Jumanne Mlowoko of Songwe district says information on the notice boards is rarely updated: “I missed out on free medical treatment because I did not know that specialist doctors were in our village two weeks after they’d left!”
Elizabeth Nyagawa lives in the small town of Makambako in Njombe region and says when collecting taxes, government officials use every means to reach citizens quickly, but not when it comes to sharing information that might actually help people:
“For example, they say women and young people can apply for affordable loans, but there is not enough information on government notice boards.”
Official suggestion boxes can be a problem, too.
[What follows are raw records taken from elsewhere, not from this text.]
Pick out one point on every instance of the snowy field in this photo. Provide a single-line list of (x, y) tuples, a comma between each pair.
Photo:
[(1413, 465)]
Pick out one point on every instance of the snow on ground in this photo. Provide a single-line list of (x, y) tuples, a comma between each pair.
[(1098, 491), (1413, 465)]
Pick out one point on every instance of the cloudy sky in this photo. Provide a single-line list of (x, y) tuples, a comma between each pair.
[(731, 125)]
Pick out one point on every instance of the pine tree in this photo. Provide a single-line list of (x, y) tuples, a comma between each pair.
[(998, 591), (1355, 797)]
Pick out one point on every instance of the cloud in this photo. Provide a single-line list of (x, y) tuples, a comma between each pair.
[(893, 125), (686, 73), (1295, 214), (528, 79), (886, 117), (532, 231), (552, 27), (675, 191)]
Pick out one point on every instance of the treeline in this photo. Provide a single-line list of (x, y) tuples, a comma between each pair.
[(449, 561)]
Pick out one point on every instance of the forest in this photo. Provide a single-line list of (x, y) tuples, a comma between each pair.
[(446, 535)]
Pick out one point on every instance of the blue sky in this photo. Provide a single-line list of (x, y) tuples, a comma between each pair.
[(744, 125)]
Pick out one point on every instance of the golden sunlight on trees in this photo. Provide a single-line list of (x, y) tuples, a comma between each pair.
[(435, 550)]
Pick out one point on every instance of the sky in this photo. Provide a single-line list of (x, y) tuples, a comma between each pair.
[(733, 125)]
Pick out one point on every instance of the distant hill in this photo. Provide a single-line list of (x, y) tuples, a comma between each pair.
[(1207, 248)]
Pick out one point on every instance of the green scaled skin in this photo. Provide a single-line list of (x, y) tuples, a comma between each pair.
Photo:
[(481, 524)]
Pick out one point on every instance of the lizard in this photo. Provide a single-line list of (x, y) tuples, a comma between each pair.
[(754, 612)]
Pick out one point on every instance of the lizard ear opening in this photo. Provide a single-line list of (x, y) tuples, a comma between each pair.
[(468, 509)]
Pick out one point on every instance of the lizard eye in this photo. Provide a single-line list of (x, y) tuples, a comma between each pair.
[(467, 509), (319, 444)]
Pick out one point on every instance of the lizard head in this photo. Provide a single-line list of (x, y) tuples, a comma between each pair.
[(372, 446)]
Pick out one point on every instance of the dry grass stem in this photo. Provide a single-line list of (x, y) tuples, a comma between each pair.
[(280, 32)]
They can be hard to find, and Christopher Sanga says he complained more than ten times about his local hospital but got no response:
“The government ignores us, so why should we make suggestions or read their notice boards?”
But when Internews-trained journalists, such as Safari FM’s Betina Contine, started reporting on these problems, things changed.
Mtwara District Council’s Communication Officer Issack Bilal says it was a wake-up call: “We have to thank Safari FM. After we heard their program, we started a new campaign about suggestion boxes and now ensure they’re available in all public offices and health centers.”
Information Officer John Kilua adds, “We’re exploring different ways to collect views and respond promptly across the region.”
Ice FM’s Cliff Mlelwa in Makambako agrees that change is in the air: “After we reported on the problem of boxes and notice boards, I visited hospitals and ward offices more than four times and saw new information and feedback published every day.”
All agree that investigative programs by Internews’ partner community radio stations are helping to spread vital information on health services, local revenue, expenditure, and loans.
Amina Mwailubi lives in Isyonje village in Mbeya and says: “I urge the government to use community radio stations. It’s not enough to post vital information on notice boards or in crowded government offices. People haven’t got the time or means to find out.”
Boresha Habari is a five-year media and civil society strengthening program implemented by Internews in Tanzania and funded by the United States Agency for International Development (USAID).